Your hub lives in the cloud, therefore the preferred way to store data is using object storage, such as Amazon S3 or Google Cloud Storage. Cloud object storage is essentially a key/value storage system. The keys are strings and the values are bytes of data. Data is read and written using HTTP calls.

The performance of object storage is very different from file storage. On one hand each individual read / write to object storage has a high overhead (10-100 milliseconds) since it has to go over the network, while on the other hand object storage “scales out” nearly infinitely, meaning that we can make hundreds, thousands, or millions of concurrent read / write requests. This makes object storage well suited for distributed data analytics. However, data analysis software must be adapted to take advantage of these properties.

Scratch versus persistent buckets on a 2i2c hub#

Bucket

A bucket is a container for objects.

Object

An object is a file and any metadata that describes that file.

Scratch buckets#

Scratch buckets are designed for storage of temporary files, e.g. intermediate results.

Tip

Any data in a scratch bucket is deleted after 7 days.
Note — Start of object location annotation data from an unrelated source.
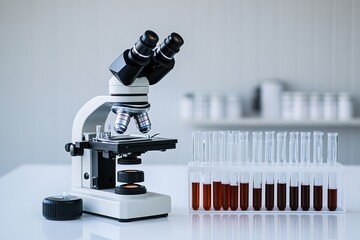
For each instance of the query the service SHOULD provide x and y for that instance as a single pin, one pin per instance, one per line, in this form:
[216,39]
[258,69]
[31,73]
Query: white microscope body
[95,160]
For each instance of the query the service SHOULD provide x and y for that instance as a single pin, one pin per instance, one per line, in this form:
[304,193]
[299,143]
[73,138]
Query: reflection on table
[266,226]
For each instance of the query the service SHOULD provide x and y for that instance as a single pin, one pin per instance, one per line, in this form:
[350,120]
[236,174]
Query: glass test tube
[195,176]
[281,160]
[318,161]
[244,176]
[234,160]
[225,179]
[305,160]
[332,160]
[294,176]
[206,161]
[257,160]
[269,160]
[217,188]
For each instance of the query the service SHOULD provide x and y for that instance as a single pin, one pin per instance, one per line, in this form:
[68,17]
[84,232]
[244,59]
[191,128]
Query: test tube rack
[197,172]
[223,178]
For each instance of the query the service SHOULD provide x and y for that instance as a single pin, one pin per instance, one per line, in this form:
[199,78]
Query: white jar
[345,106]
[201,106]
[286,105]
[300,106]
[233,106]
[216,106]
[187,106]
[330,106]
[315,106]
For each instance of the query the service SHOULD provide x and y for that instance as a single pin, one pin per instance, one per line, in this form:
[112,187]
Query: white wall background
[54,56]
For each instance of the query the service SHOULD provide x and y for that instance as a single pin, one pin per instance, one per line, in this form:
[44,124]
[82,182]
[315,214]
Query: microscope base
[125,208]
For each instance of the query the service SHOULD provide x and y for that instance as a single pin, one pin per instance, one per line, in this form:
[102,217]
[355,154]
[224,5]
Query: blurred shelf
[259,122]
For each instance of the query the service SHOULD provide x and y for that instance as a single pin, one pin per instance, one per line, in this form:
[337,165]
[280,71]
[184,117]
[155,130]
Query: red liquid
[256,198]
[317,198]
[269,196]
[244,196]
[305,197]
[217,195]
[332,199]
[207,196]
[226,196]
[234,197]
[195,195]
[294,198]
[281,194]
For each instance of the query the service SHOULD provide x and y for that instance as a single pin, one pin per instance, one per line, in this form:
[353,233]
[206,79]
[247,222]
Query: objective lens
[143,123]
[171,45]
[121,122]
[146,44]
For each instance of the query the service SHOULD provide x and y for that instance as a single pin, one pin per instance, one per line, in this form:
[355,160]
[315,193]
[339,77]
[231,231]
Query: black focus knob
[74,151]
[130,176]
[62,207]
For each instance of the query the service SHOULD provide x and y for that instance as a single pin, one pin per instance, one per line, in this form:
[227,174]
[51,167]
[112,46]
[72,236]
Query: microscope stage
[129,144]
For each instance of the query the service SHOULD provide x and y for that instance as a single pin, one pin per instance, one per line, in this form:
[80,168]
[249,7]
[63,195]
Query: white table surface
[24,188]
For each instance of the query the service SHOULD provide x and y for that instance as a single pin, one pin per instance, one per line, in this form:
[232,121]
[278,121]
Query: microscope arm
[93,113]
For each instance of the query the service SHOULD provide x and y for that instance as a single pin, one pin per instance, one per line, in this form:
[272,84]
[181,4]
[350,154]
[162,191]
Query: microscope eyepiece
[146,44]
[171,45]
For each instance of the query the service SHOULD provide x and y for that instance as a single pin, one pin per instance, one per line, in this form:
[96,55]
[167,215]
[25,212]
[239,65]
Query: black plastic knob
[62,207]
[130,176]
[74,151]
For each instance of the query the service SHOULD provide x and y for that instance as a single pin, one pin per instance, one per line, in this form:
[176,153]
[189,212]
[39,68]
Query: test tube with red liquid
[225,178]
[244,176]
[217,188]
[270,161]
[206,161]
[318,161]
[257,176]
[294,176]
[233,161]
[281,160]
[305,161]
[195,176]
[332,160]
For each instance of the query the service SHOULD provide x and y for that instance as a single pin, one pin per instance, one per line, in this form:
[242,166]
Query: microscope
[98,156]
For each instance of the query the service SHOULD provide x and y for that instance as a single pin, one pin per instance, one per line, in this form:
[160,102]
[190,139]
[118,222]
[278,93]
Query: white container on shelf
[315,106]
[216,107]
[345,106]
[233,106]
[187,106]
[286,105]
[300,106]
[330,106]
[201,106]
[270,99]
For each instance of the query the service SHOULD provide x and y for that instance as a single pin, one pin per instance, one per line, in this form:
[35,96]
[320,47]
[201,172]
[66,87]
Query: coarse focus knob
[130,176]
[65,207]
[74,151]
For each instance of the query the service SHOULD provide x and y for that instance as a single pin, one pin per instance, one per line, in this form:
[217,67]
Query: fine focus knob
[130,176]
[65,207]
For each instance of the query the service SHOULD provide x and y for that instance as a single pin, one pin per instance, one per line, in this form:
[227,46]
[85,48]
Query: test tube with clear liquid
[294,176]
[305,161]
[206,161]
[244,176]
[270,161]
[281,160]
[318,178]
[234,161]
[332,160]
[217,188]
[195,176]
[225,178]
[257,176]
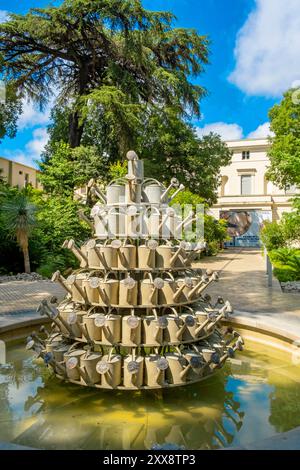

Do not use scratch buckets to permanently store critical data.

Check the name of your scratch bucket by opening a Terminal in your hub and running the command

$ echo $SCRATCH_BUCKET
s3://2i2c-aws-us-scratch-showcase/<username>

Persistent buckets#

Persistent buckets are designed for storing data that is consistently used throughout the lifetime of a project and the data is not purged after a set number of days.

Check the name of your persistent bucket by opening a Terminal in your hub and running the command

$ echo $PERSISTENT_BUCKET
s3://2i2c-aws-us-persistent-showcase/<username>

Storage costs#

See 2i2c Infrastructure Guide – What exactly do cloud providers charge us for? for a detailed overview of cloud object storage costs.

Tip

It is the responsibility of the hub admin and hub users to delete objects in $PERSISTENT_BUCKET when no longer needed to minimize cloud billing costs. Hub champions are responsible for managing storage costs and objects stored in $PERSISTENT_BUCKET.

Tip

Every file you download from the hub to another machine incurs a heavy data egress cost. Consider carefully whether you need to download large datasets from the hub, or alternatively post-process and compress files if possible. Hub champions are responsible for costs incurred from data egress.

Access permissions#

A common set of credentials is used for accessing storage buckets.

Tip

Hub users can access each others’ objects stored in scratch or persistent bucket storage and accidentally modify or delete them.

It is possible to configure read-only access for objects stored in cloud storage on your hub, though this is not a standard feature of our hubs. Please consult 2i2c support to discuss enabling this feature.